Test image cropped Test script

#!/usr/bin/env python
# coding: utf-8

# python imports
from time import perf_counter

# pip imports
import numpy as np
import openvino as ov
import openvino.properties.hint as hints
from PIL import Image

# Initialize the OpenVINO runtime core
core = ov.Core()

# in case of Performance
device_property = {
    "GPU": {
        hints.execution_mode: hints.ExecutionMode.PERFORMANCE,
        hints.performance_mode : hints.PerformanceMode.LATENCY,
        hints.inference_precision: ov.Type.f16,
        },
    "CPU": {
        hints.execution_mode: hints.ExecutionMode.PERFORMANCE,
        hints.performance_mode : hints.PerformanceMode.LATENCY,
        hints.inference_precision: ov.Type.f32,
        }
}

core.set_property("HETERO", {"MULTI_DEVICE_PRIORITIES": "GPU,CPU"})
core.set_property("GPU", device_property["GPU"])
core.set_property("CPU", device_property["CPU"])

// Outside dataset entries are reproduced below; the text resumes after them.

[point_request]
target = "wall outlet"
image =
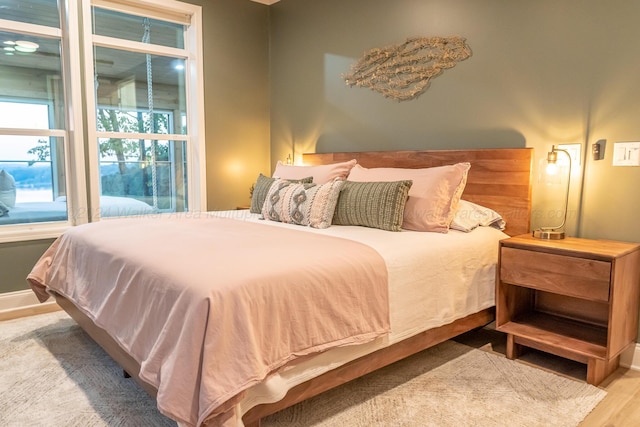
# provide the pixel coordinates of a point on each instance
(626, 154)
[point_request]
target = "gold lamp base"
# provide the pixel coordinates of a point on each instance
(548, 234)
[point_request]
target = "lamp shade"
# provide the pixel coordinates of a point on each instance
(551, 173)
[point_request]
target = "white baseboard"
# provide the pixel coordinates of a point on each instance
(23, 303)
(630, 358)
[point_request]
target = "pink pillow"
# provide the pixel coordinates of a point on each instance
(321, 173)
(433, 197)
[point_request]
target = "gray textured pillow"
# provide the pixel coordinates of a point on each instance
(372, 204)
(302, 204)
(261, 188)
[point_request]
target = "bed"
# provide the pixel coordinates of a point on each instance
(399, 316)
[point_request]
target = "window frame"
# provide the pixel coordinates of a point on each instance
(171, 11)
(75, 182)
(80, 136)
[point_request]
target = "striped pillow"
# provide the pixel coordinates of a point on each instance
(302, 204)
(372, 204)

# Load input image using PIL. Make sure it's 512x512
img = Image.open('cropped.png')
original_size = img.size
img = np.asarray(img)

# Load the network from the IR model files
model = core.read_model(model="models/ir_model/codeformer.xml")

# Compile the model for the CPU/GPU
compiled_model = core.compile_model(model=model, device_name="CPU")

# Create an inference request
infer_request = compiled_model.create_infer_request()

# Preprocess
img = img.astype(np.float32) / 255.0
img = (img - 0.5) / 0.5
img = np.expand_dims(img, axis=0)
img = img.transpose(0, 3, 1, 2)  

w = np.float64(1.0)

# Prepare input dictionary
input_dict = {'x': img, 'w': w,}

# Perform inference
t1_start = perf_counter() 
infer_request.infer(inputs=input_dict)
print(f'Inference Time : {perf_counter()-t1_start:.3f} secs.')

# Get the output
output = infer_request.get_output_tensor(0).data

# Post-process
output_img = output[0].transpose(1, 2, 0)  
output_img = (output_img * 0.5) + 0.5
output_img = (output_img * 255).astype(np.uint8)

# Save using PIL
im = Image.fromarray(output_img)
im.save("output.png")
im.show()

Change device from CPU to GPU & see the time difference

compiled_model = core.compile_model(model=model, device_name="GPU")
Wan-Intel commented 1 week ago

I've inferred the model with the CPU and the GPU plugin and encountered the same issue. Inference time on CPU is 7.533s and inference time on iGPU is 43.617s.

inference result

Let me check with the relevant team and we will update you as soon as possible.